O suinocultor Ivo Bernardo Mayer, 60, também de Tupandi, perdeu 450 dos 600 animais recebidos há 14 dias em sua propriedade no Vale do Reno. Os 150 porcos sobreviventes serão realocados. Eles perderam com as chuvas o equivalente a R$ 100 mil investidos em 2022 no espaço e nos equipamentos de automação.
Ele não irá mais investir no agronegócio. "Nunca imaginei passar por isso. Recém havíamos terminado de pagar as dívidas e estávamos felizes que teríamos uma sobra de lucros maior no final do mês. É triste ver toda a árdua dedicação perdida em segundos e nem sequer teremos o seguro para conseguir cobrir a reconstrução", lamentou o produtor. Mayer afirma no relato da prefeitura que, com a idade que tem, não terá "mais condições e coragem" para reiniciar o negócio e que vai migrar de ramo.

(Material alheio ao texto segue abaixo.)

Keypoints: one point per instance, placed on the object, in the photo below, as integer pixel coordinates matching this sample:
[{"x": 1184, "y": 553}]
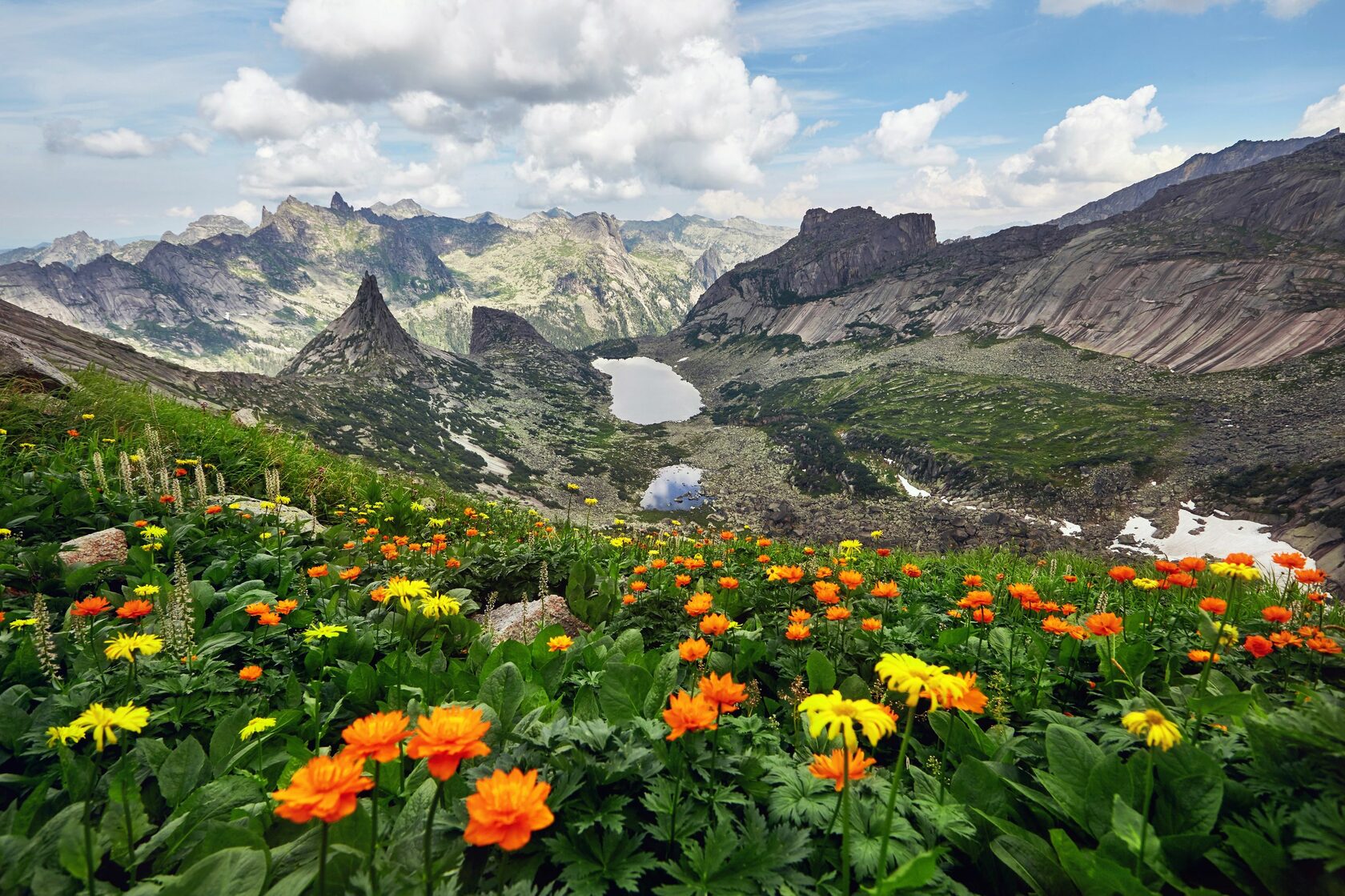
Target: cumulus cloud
[
  {"x": 256, "y": 105},
  {"x": 702, "y": 124},
  {"x": 114, "y": 143},
  {"x": 1323, "y": 115},
  {"x": 789, "y": 205},
  {"x": 344, "y": 156}
]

No Tik Tok, a usuária Vivian Fuhr compartilhou um vídeo da propriedade dos pais dela "no interior do Rio Grande do Sul" inundada e informou que, apesar dos estragos no campo, eles haviam conseguido resgatar os bichos a tempo. "Todos os animais daqui estão salvos e em local seguro", contou.
Há risco de desabastecimento de proteínas
A situação de bovinos, suínos e aves criadas no estado está precária. "Temos locais em que não houve enchentes, mas insumos e colaboradores não conseguem chegar por causa da situação das estradas. Muitos deles perderam tudo, alguns pela terceira vez, após várias enchentes", afirma Ricardo Santin, presidente da Associação Brasileira de Proteína Animal (ABPA).

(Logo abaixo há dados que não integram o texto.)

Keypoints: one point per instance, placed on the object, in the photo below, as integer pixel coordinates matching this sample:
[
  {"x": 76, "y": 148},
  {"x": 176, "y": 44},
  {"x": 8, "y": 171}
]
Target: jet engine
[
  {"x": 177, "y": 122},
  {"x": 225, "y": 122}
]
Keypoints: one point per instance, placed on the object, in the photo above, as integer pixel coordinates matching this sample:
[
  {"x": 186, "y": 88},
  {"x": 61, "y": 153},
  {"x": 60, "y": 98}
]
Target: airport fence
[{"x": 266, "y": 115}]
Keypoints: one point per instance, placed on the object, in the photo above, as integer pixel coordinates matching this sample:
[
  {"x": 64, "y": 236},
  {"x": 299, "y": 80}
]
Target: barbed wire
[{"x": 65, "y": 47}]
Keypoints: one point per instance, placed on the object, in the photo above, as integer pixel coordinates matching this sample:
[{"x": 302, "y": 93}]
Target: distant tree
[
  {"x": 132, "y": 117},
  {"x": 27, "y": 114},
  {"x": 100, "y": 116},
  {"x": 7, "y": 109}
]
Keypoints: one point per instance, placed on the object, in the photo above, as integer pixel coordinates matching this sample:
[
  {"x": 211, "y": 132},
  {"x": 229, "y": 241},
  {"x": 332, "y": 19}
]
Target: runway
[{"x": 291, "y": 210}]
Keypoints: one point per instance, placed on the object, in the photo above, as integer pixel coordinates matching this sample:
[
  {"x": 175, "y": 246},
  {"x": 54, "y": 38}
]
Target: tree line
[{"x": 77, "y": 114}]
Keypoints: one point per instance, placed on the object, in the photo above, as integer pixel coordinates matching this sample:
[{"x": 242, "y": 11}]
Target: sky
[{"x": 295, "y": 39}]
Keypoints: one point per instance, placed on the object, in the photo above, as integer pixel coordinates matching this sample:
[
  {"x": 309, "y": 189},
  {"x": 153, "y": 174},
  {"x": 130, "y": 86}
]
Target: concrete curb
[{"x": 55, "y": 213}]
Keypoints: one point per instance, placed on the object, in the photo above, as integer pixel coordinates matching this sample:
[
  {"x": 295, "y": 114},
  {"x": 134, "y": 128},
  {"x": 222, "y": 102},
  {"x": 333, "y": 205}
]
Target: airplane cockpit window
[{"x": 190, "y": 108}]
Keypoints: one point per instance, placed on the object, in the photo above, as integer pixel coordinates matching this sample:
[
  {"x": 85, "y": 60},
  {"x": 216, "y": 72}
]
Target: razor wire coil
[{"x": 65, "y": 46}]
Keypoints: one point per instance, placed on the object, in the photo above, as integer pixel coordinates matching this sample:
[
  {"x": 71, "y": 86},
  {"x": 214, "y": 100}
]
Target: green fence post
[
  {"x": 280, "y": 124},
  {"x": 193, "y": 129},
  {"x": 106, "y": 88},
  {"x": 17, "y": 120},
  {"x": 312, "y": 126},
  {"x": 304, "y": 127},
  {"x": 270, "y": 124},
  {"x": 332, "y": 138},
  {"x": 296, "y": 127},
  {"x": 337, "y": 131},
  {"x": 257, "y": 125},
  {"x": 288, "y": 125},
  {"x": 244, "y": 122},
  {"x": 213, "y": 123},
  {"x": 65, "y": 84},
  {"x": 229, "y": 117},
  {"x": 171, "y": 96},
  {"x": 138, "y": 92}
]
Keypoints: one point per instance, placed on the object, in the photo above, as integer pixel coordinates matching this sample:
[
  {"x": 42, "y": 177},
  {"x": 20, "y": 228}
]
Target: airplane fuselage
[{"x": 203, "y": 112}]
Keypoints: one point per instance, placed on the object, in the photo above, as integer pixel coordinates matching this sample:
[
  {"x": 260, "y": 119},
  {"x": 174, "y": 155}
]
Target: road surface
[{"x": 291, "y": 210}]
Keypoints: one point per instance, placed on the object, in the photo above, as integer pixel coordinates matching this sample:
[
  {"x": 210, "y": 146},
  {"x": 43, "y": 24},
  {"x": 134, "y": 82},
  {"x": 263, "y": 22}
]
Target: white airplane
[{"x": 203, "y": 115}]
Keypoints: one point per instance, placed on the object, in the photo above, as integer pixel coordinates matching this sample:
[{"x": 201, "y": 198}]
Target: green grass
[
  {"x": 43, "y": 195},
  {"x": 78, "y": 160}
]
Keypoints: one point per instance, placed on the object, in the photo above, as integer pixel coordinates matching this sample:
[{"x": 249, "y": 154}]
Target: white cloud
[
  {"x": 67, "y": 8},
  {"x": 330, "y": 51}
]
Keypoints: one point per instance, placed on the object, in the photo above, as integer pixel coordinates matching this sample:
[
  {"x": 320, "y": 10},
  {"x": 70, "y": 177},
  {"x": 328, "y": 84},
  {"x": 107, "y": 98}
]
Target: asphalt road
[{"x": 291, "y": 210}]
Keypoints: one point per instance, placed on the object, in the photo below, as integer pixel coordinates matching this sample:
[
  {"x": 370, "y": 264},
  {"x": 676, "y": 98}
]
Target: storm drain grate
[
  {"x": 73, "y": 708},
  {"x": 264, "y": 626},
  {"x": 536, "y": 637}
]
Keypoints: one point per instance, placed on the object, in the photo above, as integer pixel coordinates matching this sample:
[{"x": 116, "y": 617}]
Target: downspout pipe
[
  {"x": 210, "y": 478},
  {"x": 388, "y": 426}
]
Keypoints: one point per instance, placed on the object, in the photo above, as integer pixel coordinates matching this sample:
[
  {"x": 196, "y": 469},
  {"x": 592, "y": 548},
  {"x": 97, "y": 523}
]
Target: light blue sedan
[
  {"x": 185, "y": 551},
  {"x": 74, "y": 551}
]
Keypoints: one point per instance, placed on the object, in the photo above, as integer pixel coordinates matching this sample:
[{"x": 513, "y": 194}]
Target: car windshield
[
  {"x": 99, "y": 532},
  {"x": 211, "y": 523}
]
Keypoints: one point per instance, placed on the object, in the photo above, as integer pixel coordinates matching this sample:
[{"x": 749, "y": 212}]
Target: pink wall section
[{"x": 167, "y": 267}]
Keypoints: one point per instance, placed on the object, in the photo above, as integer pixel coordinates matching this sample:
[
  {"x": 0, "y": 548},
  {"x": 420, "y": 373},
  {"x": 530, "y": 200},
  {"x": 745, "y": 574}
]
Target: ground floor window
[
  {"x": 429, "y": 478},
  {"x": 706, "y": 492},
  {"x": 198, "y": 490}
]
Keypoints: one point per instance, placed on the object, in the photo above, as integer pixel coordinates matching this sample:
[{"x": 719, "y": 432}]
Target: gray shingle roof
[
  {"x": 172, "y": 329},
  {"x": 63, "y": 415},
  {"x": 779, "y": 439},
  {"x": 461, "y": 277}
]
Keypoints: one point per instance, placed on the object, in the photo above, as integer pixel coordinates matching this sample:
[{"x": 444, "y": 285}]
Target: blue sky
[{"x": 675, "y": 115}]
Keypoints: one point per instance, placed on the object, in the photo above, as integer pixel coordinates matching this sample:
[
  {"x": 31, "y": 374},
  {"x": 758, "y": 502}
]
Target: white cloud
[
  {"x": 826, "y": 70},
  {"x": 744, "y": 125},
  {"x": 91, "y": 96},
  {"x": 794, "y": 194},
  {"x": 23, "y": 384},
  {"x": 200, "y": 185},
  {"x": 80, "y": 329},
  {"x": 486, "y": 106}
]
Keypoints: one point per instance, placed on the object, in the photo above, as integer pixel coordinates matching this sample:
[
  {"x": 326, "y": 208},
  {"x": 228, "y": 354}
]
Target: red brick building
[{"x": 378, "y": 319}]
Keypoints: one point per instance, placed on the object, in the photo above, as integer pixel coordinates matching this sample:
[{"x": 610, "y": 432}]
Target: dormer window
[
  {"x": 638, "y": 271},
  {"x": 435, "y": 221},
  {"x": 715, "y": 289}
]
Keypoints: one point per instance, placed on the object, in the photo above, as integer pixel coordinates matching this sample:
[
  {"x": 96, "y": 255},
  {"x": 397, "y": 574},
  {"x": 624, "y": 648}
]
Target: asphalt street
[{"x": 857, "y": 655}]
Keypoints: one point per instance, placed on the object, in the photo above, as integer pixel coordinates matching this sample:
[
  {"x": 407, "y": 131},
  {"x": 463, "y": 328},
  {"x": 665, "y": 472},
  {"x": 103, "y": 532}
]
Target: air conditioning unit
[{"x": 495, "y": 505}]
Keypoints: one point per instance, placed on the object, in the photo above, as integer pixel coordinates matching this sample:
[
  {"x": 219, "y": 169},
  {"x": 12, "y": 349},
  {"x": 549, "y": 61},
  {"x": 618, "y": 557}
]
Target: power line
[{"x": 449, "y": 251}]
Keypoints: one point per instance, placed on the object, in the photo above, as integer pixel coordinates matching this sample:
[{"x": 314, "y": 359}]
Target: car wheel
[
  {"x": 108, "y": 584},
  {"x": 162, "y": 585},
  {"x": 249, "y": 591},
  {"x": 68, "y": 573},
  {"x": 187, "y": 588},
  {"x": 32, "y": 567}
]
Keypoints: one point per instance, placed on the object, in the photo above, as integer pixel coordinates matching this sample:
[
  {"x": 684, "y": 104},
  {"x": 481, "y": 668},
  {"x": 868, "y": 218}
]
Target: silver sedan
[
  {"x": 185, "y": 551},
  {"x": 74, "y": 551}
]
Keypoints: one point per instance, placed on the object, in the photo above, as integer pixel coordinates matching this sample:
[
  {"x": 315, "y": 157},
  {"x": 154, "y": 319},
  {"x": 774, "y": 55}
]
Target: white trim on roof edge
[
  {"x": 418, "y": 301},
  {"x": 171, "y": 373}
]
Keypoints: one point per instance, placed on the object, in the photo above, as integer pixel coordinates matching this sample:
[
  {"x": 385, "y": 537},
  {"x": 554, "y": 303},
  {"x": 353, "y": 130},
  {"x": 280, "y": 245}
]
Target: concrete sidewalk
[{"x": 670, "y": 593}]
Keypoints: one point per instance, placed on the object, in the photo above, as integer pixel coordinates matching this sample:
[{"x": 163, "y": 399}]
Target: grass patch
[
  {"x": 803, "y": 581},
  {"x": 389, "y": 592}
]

Toda a cadeia foi afetada. Segundo o presidente, a cadeia de produção afetada é extensa e, ao ser interrompida dessa forma, pode demorar semanas, às vezes meses, para ser restabelecida. "Por isso, o risco para o abastecimento é real e inevitável", disse Santin. A ABPA informou ainda que ao menos dez unidades produtoras de carne de aves e de suínos estão paralisadas ou com dificuldades extremas de operar pela impossibilidade de processar insumos ou de transportar colaboradores. A retomada do abastecimento da população com esses alimentos pode demorar mais de 30 dias.

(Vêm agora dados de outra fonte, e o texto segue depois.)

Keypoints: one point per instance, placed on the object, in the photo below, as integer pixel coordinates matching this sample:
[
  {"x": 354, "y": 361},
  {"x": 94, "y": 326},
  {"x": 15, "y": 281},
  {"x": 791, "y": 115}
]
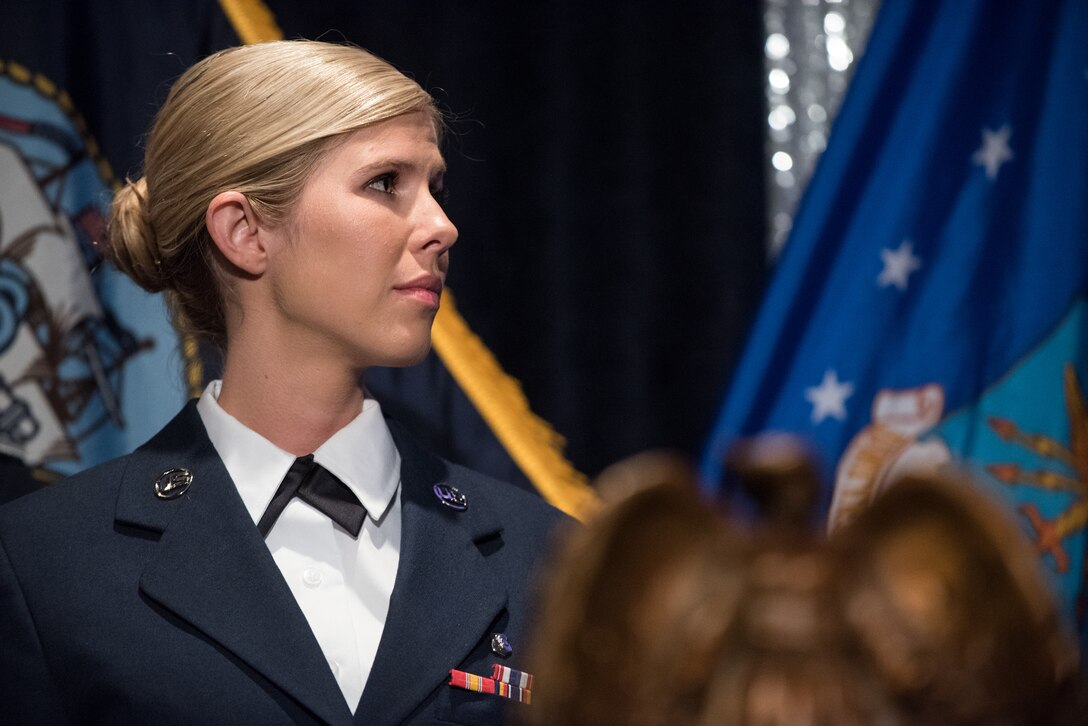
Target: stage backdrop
[
  {"x": 931, "y": 304},
  {"x": 605, "y": 174}
]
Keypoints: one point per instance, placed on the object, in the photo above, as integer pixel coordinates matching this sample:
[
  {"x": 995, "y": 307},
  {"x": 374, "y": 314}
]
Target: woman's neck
[{"x": 296, "y": 406}]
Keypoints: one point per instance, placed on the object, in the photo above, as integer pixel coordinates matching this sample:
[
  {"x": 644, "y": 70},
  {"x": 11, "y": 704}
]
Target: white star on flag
[
  {"x": 994, "y": 150},
  {"x": 829, "y": 397},
  {"x": 899, "y": 265}
]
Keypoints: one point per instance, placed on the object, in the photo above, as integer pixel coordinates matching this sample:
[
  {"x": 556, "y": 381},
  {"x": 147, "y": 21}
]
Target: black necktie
[{"x": 313, "y": 484}]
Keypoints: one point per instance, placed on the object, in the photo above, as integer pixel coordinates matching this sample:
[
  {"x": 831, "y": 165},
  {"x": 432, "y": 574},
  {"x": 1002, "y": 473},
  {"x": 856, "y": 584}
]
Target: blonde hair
[
  {"x": 928, "y": 608},
  {"x": 254, "y": 119}
]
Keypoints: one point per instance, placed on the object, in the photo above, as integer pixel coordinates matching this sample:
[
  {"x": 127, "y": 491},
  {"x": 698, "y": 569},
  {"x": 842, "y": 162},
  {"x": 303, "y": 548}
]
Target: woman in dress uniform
[{"x": 280, "y": 552}]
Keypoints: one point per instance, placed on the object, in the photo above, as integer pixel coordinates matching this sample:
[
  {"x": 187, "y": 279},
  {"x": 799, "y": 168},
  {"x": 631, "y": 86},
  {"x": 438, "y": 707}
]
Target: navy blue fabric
[{"x": 116, "y": 606}]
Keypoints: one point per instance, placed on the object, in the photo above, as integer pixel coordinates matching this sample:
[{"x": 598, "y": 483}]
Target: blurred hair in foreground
[{"x": 928, "y": 608}]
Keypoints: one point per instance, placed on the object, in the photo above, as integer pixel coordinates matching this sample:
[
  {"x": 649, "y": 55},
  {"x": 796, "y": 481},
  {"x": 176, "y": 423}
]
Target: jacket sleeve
[{"x": 27, "y": 691}]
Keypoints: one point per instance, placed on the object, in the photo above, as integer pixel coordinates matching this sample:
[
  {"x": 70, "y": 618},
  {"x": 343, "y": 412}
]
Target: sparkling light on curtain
[{"x": 810, "y": 53}]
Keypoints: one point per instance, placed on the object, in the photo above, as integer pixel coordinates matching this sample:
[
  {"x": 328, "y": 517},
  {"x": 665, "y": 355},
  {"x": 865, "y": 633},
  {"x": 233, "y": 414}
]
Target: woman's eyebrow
[{"x": 436, "y": 165}]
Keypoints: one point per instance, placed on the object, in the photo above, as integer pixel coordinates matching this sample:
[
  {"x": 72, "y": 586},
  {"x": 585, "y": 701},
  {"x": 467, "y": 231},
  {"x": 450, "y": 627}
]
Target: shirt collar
[{"x": 361, "y": 454}]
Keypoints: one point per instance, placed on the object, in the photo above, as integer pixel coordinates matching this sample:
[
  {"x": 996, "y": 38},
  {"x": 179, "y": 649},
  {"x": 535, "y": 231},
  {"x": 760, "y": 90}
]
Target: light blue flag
[
  {"x": 89, "y": 364},
  {"x": 930, "y": 305}
]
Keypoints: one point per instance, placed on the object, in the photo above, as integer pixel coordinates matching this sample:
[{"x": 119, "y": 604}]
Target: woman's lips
[{"x": 425, "y": 288}]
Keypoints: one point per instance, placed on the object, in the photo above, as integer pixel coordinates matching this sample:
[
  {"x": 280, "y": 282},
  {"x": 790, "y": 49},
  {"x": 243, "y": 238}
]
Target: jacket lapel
[
  {"x": 444, "y": 598},
  {"x": 213, "y": 570}
]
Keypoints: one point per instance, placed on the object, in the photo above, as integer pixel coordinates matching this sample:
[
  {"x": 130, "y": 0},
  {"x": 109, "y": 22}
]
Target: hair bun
[{"x": 133, "y": 246}]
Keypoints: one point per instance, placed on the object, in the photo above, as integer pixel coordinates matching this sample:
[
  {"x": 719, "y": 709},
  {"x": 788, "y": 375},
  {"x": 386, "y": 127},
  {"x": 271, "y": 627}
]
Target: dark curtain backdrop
[{"x": 606, "y": 176}]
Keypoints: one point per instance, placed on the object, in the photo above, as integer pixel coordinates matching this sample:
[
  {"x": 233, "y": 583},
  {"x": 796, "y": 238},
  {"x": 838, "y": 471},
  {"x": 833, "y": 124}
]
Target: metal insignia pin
[
  {"x": 172, "y": 483},
  {"x": 501, "y": 644},
  {"x": 450, "y": 497}
]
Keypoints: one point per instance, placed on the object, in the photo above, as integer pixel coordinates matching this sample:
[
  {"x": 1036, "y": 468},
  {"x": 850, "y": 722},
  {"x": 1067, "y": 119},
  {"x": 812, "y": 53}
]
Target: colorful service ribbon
[
  {"x": 481, "y": 685},
  {"x": 508, "y": 675}
]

O Rio Grande do Sul tem hoje cerca de 8 mil suinocultores e é o terceiro maior estado produtor do país, produzindo em torno de 18% a 20% da carne suína brasileira. O estado produz 11% da carne de frango, para os mercados nacional e de exportação.
Cadeia de leite também foi afetada
Produção de leite também caiu. De acordo com comunicado do Sindicato das Indústrias de Laticínios do Estado (Sindilat/RS), a chuva somada aos atrasos e impossibilidade de acesso às propriedades rurais afetou em torno de 30% o recolhimento de leite nas fazendas do Vale do Taquari. O rio Taquari atingiu a maior cheia da sua história nos municípios de Lajeado e Estrela, passando de 30 metros.
Faltam até embalagens para o leite que chega às indústrias. A Associação dos Criadores de Gado Holandês do Rio Grande do Sul (Gadolando) diz que a situação é trágica e que as chuvas durante toda a semana afetaram drasticamente os produtores de leite do estado. O isolamento dos produtores com a queda de barreiras em estradas e vias vicinais e os alagamentos nas propriedades pelo interior são os principais agravantes."Muitas estão alagadas e isoladas devido à queda de barreiras, o que significa o não recolhimento de leite e, portanto, o não abastecimento à indústria que, por sua vez, não tem mais embalagens para o envasamento do pouco produto que chega", declarou em nota o presidente da entidade, Marcos Tang.
A falta de combustível para ordenha e abastecimento das fazendas tem deixado produtores a pé nessas regiões. "Temos relatos [também] de uma enorme diminuição de ração para os animais, pois faltará o produto em alguns estabelecimentos", reforça Tang.